La sua famiglia, i tre figli. Che da quando è rimasta vedova Maria ha cresciuto da sola. E poi i nipoti. «Al più grande ho voluto spiegare ciò che sarebbe successo. E mi creda – racconta –, è stato il momento più duro da affrontare». Ai piccolini solo una mezza verità. ù

«Gli ho detto che sarei stata fuori per un po’. Che la nonna doveva andare a lavorare lontano. Loro passano come tutti i pomeriggi con me. Non riesco a pensare all’idea che da un giorno all’altro, da un momento all’altro, debba lasciare tutta la mia famiglia. Questo è ciò che più mi addolora». Intorno a Maria si muove il via vai della Passeggiata. Che ignora i suoi tormenti.

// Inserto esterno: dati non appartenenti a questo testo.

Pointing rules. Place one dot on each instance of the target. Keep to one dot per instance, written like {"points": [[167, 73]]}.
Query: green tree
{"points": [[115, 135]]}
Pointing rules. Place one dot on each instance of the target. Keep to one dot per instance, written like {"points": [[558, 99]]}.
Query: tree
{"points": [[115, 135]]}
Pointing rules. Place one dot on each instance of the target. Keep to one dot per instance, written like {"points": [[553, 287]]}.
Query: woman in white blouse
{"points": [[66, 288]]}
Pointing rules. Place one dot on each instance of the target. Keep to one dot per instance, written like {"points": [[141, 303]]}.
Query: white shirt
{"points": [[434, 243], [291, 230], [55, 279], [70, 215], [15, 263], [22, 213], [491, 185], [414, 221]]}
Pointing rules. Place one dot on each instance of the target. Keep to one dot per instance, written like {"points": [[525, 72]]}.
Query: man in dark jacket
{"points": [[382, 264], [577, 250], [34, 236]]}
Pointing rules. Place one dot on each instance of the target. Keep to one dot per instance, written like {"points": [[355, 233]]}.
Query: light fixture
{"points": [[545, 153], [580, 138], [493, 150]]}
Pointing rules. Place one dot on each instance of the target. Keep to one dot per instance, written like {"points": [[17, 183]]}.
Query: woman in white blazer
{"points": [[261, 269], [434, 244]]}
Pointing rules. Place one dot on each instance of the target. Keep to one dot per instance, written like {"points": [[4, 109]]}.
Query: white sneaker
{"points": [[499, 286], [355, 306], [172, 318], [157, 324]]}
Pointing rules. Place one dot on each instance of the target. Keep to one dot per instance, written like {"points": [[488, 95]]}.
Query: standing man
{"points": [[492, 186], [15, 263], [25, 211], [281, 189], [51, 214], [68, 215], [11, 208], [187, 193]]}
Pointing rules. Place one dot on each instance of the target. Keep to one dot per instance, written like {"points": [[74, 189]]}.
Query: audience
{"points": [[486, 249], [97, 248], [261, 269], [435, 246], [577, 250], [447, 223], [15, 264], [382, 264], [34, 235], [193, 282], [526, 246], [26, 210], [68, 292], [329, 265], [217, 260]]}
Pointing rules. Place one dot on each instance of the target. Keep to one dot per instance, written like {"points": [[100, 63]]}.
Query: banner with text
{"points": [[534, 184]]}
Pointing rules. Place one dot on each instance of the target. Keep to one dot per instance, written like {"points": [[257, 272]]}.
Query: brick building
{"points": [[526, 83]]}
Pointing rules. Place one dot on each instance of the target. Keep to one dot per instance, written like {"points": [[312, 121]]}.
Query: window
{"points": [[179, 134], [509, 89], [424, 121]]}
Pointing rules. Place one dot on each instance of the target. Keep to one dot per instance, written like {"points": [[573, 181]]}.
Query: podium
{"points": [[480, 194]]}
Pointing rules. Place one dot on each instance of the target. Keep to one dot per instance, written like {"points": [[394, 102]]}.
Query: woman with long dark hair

«Ciò che in queste ore mi dà conforto – prosegue – sono gli amici, invece di abbandonarmi mi sono stati ancora più vicini». 2010, quando David Paolini denunciò la scomparsa della mamma e di sua nonna , non vuole parlare, «non ho mai cercato visibilità, non lo farò ora». Conobbe Remorini da piccola, i due erano vicini di casa al Varignano. Poi nel 2009, proprio Massimo Remorini, le chiese di occuparsi di Maddalena. Divenne così la sua badante. Per un periodo ha vissuto anche nella casa di proprietà delle due donne in via della Catene a Torre del Lago. Venduta per poco.

E quando Velia e Maddalena si trasferirono a Sagromigno era proprio Remorini ad accompagnarla fin là per accudirle. Infine l’ultima «casa», il campo di via dei Lecci che passerà alle cronache come il campo degli orrori. Dove madre e figlia sono rimaste segregate a morte. «Io – si limita a dire oggi Maria – quel campo l’ho frequentato poco».

Da allora sono passati 7 anni e 3 processi. Tutti chiusi con una condanna a 16 anni. «In questi anni, un pezzo per volta, ero riuscita a ricostruirmi la vita. Forte dell’appoggio delle persone che mi vogliono bene». Ha faticato, poi però è arrivato un posto di lavoro sicuro come cameriera ai piani di un piccolo albergo. «Mi riprenderebbero a lavorare anche domani – dice sicura –. E io credo ancora nel domani. I miei figli faranno di tutto per dimostrare la mia innocenza. Io stessa dal carcere studierò. Sono innocente, e lo dimostrerò».